A good urban growth prediction model empowers city planners to make informed urban policy decisions and assists investors in making profitable choices. Although the resultant monetary and social benefits can be large, it is difficult to quantify them.
The authors—Witold Fraczek, Jian Lange, and Carsten Lange—worked together on a project to develop a workflow and build a machine learning model for identifying locations with a higher probability of urban development.
Fraczek and Jian Lange are trained GIS professionals who work for Esri, use ArcGIS products daily, and are proficient with geospatial technology. Both prefer to work with ArcGIS Pro. Carsten Lange is a professor of economics who specializes in data science and machine learning. He uses the R programming language for statistical computing with RStudio to solve data science problems.
Which areas would be most suitable for urbanization?
How probable is urban development in a specific area?
Answers to these questions can benefit government agencies, such as planning departments, that need a deeper understanding of urban growth to make better policies. Using predictions from the model, areas not currently zoned for development but likely to be urbanized might be good candidates for development, although other factors, such as environmental impacts, must be considered. Private investors looking for opportunities to invest in real estate and commercial infrastructure can use the model to locate suitable areas.

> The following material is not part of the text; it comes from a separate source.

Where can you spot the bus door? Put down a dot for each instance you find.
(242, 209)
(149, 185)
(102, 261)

The availability of large datasets, advanced spatial analysis, and machine learning tools allow data analysts to combine technologies to take predictive analytics to the next level. Existing research about predicting urban development often requires working with more than one type of software. The exchange of large datasets between different software applications complicates the data infrastructure and data exchange between collaborators.
The project was initiated by Fraczek. He selected and preprocessed raster data from the National Land Cover Database (NLCD) for 2001 and 2016. The data was processed with ArcGIS Pro and stored in a geodatabase.
ArcGIS Pro and various R packages were used in creating the predictive analysis model, which assessed the effects of factors such as terrain characteristics; projected population growth; and proximity to roads, urban centers, an environmental areas that are protected.
In the early stages of the project, data was exchanged between ArcGIS Pro and R using comma-separated value (CSV) files as an intermediate step. This hindered project development and collaboration because whenever a change in the underlying GIS raster data was needed, several intermediate datasets had to be recreated, stored, and exchanged.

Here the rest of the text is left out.